Listen to the Rising Swirls
Of the five senses, I’ve always found the sense of smell the most intriguing since young. Smell is an extremely esoteric and personal experience, often hard to fully grasp or describe. Our daily lives are filled with sights from the moment we wake up to each new day. Screen after screen, the dominance of vision in our everyday lives has greatly displaced that of smell. The average person’s limited vocabulary when it comes to describing a scent is a sure sign of our shallow affection towards the subject.
“This smells like home.” is often the first phrase one makes when chancing upon a familiar scent. This is probably because our sense of smell is intricately linked with memory, more so than any of our other senses. The freshly baked scent of your favourite cookie can conjure up memories from your childhood or trigger a vivid recollection of a long-forgotten experience, buried in the depths of your subconsciousness… Scents truly work in mysterious ways.
A single line of Fragrant smoke
From incense stick
Trails off without a trace:
Where does it go?
– Rengetsu
In an attempt to better understand how our minds and bodies react to scents, we attended an introduction to Kōdō (香道) one evening. Translated to mean the “way of fragrance” – Kōdō is the art of appreciating Japanese incense and is one of the three major classical arts refined Japanese women were expected to learn, alongside Sadō (茶道) and Kadō (華道).
We were given a brief introduction on the six families of wood and their five accompanying scents, and were taught how to handle the incense burner. When the ceremony began, five different incense burners were handed out consecutively to participants, who would then observe and record the traits of the scents. The ultimate aim of the evening was to eventually guess which of the five prepared incense burners contained different or same scents, and to record that using symbols.

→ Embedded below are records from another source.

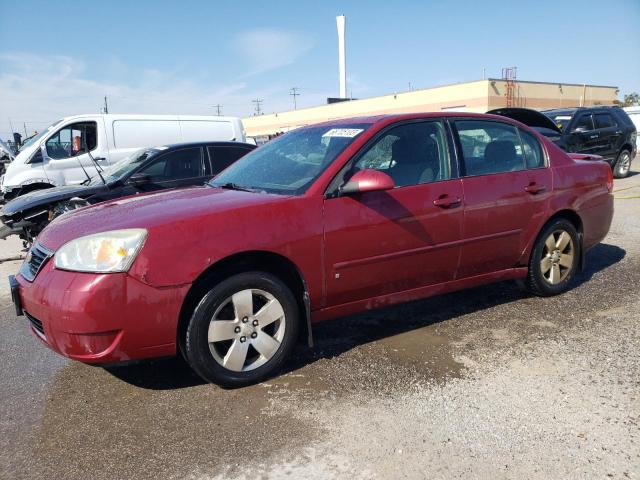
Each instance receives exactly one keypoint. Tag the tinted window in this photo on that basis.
(584, 123)
(411, 154)
(532, 150)
(186, 163)
(489, 147)
(604, 120)
(222, 157)
(72, 140)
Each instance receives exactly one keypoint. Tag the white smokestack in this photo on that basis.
(342, 56)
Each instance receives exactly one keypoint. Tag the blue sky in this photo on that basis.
(60, 58)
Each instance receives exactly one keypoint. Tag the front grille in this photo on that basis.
(35, 323)
(36, 259)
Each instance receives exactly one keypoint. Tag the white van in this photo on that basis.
(634, 115)
(57, 155)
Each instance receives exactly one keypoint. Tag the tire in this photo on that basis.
(243, 350)
(622, 167)
(551, 270)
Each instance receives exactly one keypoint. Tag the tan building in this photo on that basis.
(478, 96)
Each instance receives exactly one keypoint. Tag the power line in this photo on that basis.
(294, 93)
(258, 102)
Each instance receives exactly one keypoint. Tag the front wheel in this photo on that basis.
(622, 167)
(242, 330)
(554, 259)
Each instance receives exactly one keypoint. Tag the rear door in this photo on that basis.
(380, 243)
(609, 134)
(505, 186)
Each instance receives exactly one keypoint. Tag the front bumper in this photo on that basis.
(100, 318)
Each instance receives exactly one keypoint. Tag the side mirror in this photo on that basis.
(139, 179)
(367, 180)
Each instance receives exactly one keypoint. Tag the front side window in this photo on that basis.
(410, 154)
(489, 147)
(289, 164)
(72, 140)
(178, 165)
(604, 120)
(532, 150)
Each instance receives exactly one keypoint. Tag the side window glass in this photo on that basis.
(411, 154)
(604, 120)
(221, 157)
(72, 140)
(583, 124)
(489, 147)
(177, 165)
(532, 150)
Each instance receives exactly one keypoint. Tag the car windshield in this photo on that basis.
(560, 119)
(38, 136)
(123, 167)
(289, 164)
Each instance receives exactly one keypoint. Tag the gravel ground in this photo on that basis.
(486, 383)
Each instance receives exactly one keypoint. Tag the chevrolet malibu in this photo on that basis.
(328, 220)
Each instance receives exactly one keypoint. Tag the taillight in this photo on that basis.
(610, 179)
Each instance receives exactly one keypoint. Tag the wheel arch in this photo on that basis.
(261, 260)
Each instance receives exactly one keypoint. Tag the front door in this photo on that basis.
(66, 149)
(506, 183)
(381, 243)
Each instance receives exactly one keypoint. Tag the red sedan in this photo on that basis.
(328, 220)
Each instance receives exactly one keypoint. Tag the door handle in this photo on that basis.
(445, 201)
(534, 188)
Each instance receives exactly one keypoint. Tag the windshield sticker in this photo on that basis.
(343, 132)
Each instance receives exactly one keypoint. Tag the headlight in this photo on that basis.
(103, 252)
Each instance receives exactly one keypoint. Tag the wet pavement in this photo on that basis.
(485, 383)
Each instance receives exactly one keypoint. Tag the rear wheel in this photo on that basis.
(622, 167)
(242, 330)
(554, 259)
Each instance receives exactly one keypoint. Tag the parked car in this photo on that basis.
(57, 156)
(634, 115)
(327, 220)
(604, 131)
(147, 170)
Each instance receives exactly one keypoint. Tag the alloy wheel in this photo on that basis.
(557, 257)
(246, 330)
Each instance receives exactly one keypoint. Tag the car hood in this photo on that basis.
(531, 118)
(48, 196)
(169, 209)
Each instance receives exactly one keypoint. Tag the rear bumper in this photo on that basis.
(101, 318)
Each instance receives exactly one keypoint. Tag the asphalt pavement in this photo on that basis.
(485, 383)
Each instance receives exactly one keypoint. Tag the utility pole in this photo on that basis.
(294, 93)
(258, 101)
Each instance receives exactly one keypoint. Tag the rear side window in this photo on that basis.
(178, 165)
(221, 157)
(584, 123)
(532, 150)
(604, 120)
(489, 147)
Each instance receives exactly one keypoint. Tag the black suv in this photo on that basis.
(600, 130)
(147, 170)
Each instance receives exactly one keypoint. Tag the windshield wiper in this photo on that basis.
(235, 186)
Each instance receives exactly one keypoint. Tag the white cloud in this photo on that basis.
(267, 49)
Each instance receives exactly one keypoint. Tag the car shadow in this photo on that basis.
(335, 337)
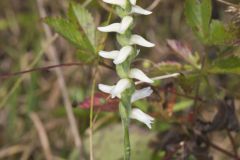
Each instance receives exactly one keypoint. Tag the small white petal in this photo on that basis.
(121, 86)
(142, 117)
(140, 94)
(136, 39)
(138, 74)
(133, 2)
(123, 55)
(121, 3)
(138, 51)
(140, 10)
(109, 55)
(115, 27)
(125, 24)
(105, 88)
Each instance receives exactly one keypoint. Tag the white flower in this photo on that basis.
(140, 94)
(142, 117)
(138, 74)
(133, 2)
(118, 27)
(117, 56)
(121, 3)
(140, 10)
(117, 89)
(136, 39)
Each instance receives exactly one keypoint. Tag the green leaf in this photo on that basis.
(198, 16)
(86, 21)
(219, 34)
(226, 65)
(69, 31)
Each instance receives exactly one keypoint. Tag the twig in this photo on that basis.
(222, 150)
(61, 81)
(42, 135)
(233, 143)
(10, 151)
(35, 61)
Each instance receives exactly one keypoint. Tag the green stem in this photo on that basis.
(124, 113)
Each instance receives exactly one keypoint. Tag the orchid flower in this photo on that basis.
(117, 89)
(142, 93)
(118, 56)
(138, 74)
(140, 10)
(118, 27)
(139, 40)
(121, 3)
(142, 117)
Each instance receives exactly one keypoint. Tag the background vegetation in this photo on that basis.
(49, 68)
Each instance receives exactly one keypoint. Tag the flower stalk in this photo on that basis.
(125, 87)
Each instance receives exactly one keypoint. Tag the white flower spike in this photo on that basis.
(142, 117)
(123, 55)
(118, 27)
(140, 94)
(138, 74)
(121, 3)
(121, 86)
(115, 90)
(105, 88)
(109, 55)
(139, 10)
(133, 2)
(118, 56)
(139, 40)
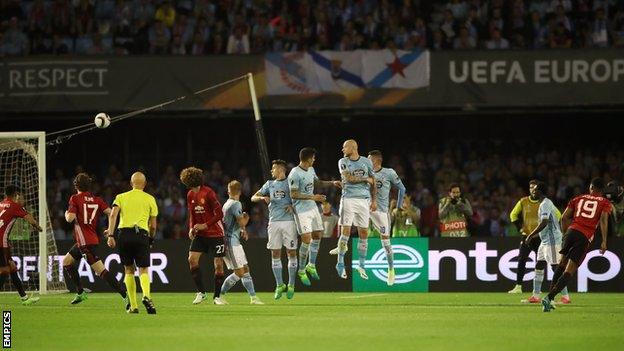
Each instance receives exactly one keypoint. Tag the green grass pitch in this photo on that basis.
(320, 321)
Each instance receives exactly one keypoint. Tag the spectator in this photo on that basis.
(238, 43)
(405, 219)
(166, 14)
(600, 27)
(497, 42)
(159, 36)
(464, 41)
(198, 46)
(455, 213)
(560, 38)
(14, 41)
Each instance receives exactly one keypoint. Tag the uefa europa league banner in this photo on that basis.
(460, 80)
(421, 264)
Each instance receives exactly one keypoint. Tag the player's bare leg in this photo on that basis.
(362, 251)
(304, 252)
(292, 273)
(218, 279)
(11, 270)
(70, 271)
(244, 276)
(277, 268)
(314, 248)
(146, 290)
(102, 272)
(193, 260)
(343, 243)
(564, 272)
(385, 242)
(131, 288)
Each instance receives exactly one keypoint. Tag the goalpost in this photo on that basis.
(23, 163)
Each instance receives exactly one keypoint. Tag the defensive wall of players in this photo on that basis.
(422, 264)
(454, 80)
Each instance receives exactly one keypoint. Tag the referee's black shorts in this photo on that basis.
(134, 247)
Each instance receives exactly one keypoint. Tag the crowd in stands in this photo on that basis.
(493, 175)
(201, 27)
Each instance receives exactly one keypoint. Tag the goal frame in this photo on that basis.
(43, 209)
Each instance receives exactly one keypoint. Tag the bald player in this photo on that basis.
(137, 226)
(359, 199)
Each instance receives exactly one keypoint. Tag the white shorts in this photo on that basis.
(549, 253)
(309, 221)
(354, 212)
(282, 233)
(381, 222)
(235, 257)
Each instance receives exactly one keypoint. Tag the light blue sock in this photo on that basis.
(537, 282)
(304, 251)
(564, 292)
(362, 250)
(277, 271)
(229, 282)
(314, 245)
(389, 253)
(292, 270)
(248, 284)
(342, 247)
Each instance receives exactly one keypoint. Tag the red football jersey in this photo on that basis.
(204, 208)
(88, 209)
(587, 210)
(9, 212)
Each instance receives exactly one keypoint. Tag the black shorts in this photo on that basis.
(5, 256)
(134, 247)
(532, 245)
(88, 252)
(575, 246)
(216, 246)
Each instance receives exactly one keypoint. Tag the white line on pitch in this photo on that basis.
(361, 296)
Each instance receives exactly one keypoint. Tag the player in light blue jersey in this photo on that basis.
(282, 229)
(359, 198)
(234, 221)
(302, 181)
(550, 234)
(385, 178)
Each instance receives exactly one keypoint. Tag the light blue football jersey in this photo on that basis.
(231, 210)
(384, 179)
(302, 180)
(361, 168)
(279, 192)
(551, 235)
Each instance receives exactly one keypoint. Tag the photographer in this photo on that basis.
(454, 213)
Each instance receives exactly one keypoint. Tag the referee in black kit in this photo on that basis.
(137, 226)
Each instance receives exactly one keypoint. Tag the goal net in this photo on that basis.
(22, 163)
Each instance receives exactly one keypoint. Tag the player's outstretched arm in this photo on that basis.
(296, 195)
(258, 197)
(327, 183)
(69, 216)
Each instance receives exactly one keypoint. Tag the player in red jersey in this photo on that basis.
(84, 212)
(205, 231)
(585, 212)
(10, 210)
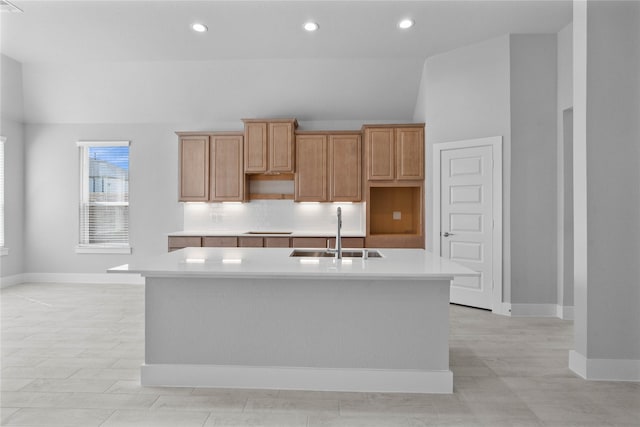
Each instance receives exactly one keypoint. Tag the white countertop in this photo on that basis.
(265, 233)
(398, 264)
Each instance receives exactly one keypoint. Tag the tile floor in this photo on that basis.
(71, 355)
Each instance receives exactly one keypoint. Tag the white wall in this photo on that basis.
(465, 94)
(52, 194)
(214, 92)
(11, 109)
(533, 169)
(606, 190)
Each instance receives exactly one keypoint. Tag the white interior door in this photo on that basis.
(467, 220)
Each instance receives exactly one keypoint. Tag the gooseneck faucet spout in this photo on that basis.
(338, 237)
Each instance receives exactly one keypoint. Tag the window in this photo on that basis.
(104, 197)
(3, 250)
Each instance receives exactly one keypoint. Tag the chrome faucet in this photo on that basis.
(338, 237)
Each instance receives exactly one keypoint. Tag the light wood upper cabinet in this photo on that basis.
(269, 145)
(380, 153)
(409, 153)
(227, 176)
(394, 152)
(311, 164)
(211, 167)
(194, 168)
(345, 173)
(281, 146)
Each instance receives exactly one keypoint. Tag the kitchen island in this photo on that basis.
(259, 318)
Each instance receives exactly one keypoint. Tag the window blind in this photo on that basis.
(2, 140)
(104, 193)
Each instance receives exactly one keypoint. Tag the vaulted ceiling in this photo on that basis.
(83, 61)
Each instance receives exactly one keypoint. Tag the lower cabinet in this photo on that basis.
(220, 242)
(250, 242)
(277, 242)
(179, 242)
(309, 242)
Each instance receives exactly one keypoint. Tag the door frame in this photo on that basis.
(495, 142)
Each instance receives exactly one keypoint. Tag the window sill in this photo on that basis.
(103, 249)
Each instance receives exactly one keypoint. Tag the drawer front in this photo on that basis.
(220, 242)
(276, 242)
(184, 242)
(309, 242)
(250, 242)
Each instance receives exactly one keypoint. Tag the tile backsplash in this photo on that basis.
(273, 215)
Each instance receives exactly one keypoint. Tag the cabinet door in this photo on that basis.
(219, 242)
(255, 147)
(194, 168)
(250, 242)
(380, 153)
(311, 165)
(409, 153)
(227, 175)
(345, 159)
(281, 147)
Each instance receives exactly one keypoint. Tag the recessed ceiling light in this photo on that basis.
(406, 23)
(311, 26)
(200, 28)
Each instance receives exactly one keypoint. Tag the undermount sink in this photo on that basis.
(323, 253)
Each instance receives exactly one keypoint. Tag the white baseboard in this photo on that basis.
(542, 310)
(324, 379)
(503, 309)
(604, 369)
(7, 281)
(89, 278)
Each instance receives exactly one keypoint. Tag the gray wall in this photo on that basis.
(606, 177)
(533, 169)
(11, 110)
(505, 86)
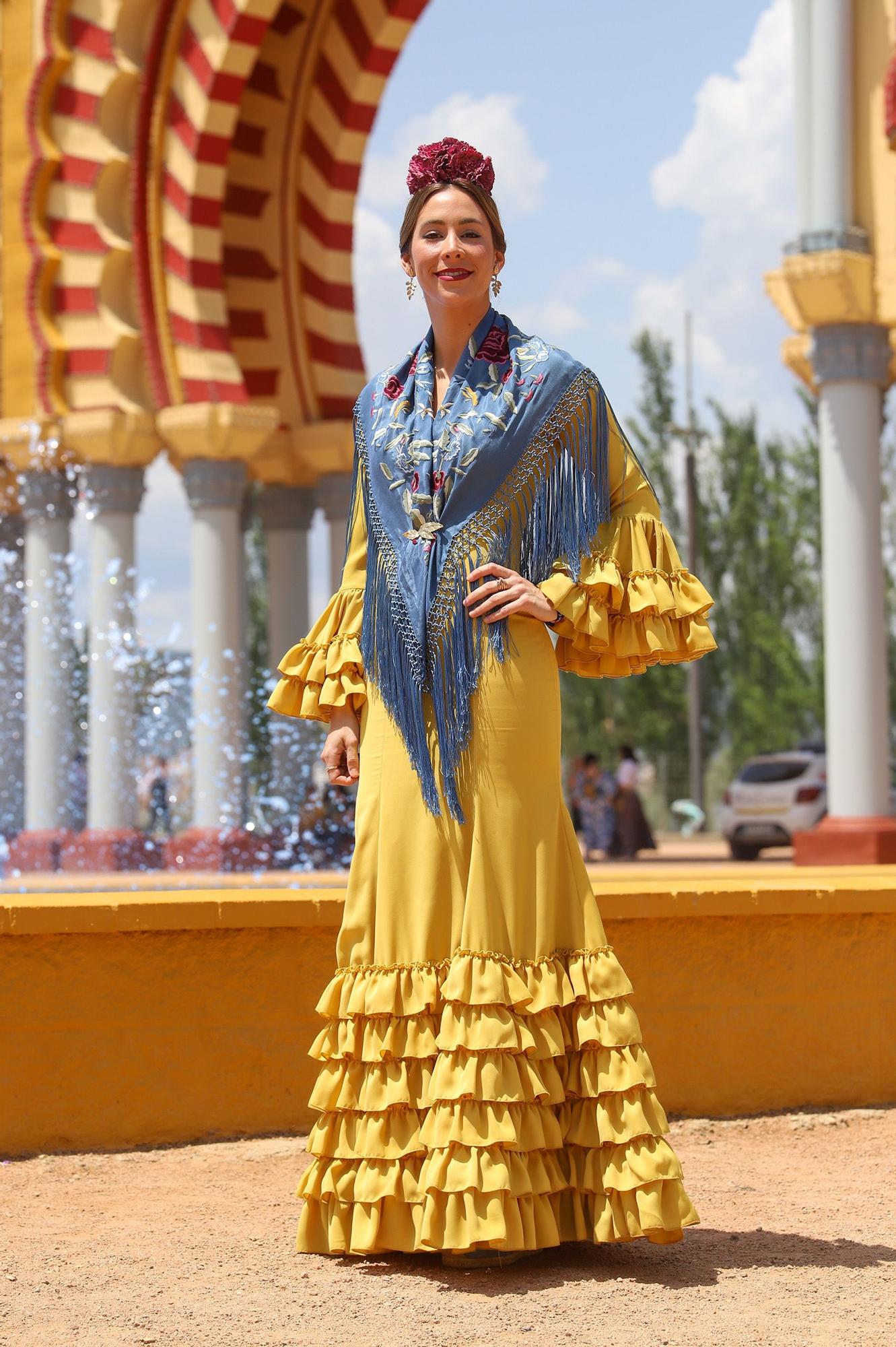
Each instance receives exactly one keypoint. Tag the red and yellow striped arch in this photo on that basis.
(203, 157)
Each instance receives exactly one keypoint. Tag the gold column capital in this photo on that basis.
(832, 286)
(34, 444)
(116, 438)
(226, 432)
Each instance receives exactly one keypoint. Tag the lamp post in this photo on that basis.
(691, 434)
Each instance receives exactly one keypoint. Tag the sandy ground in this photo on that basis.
(193, 1247)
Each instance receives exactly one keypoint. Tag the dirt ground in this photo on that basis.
(193, 1247)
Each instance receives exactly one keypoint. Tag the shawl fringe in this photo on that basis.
(548, 508)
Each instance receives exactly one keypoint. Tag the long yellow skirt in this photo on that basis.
(482, 1077)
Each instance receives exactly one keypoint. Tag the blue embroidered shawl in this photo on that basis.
(512, 469)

Needless to say as first-time attendees to an incense ceremony and with our rational minds, majority of us earnestly used our sniffing prowess’ in this process. The results were not all favourable – in a room of more than 40 people, only one person managed to get the scent pattern right. The most interesting observation that evening was that whilst Kōdō might seem centralised around the sense of smell, that we were told to “listen”/聞く to the scents – to allow them to really drift into the depths of our souls and minds, in order to grasp the essence of a scent-based experience. Perhaps if we had approached the whole exercise with less of our olfactory abilities and more of our hearts and imagination, we would better have travelled to the different places we could have been taken to.
These days, the way of fragrance has very much diffused into many aspects of our lives – in our bath lotions, aromatherapy oils, perfumes, the cups of teas that we sip… At times, all we need to do to transport ourselves to a different spiritual plane is to really listen more closely to these scents, and wander into the secret worlds our minds can take us to.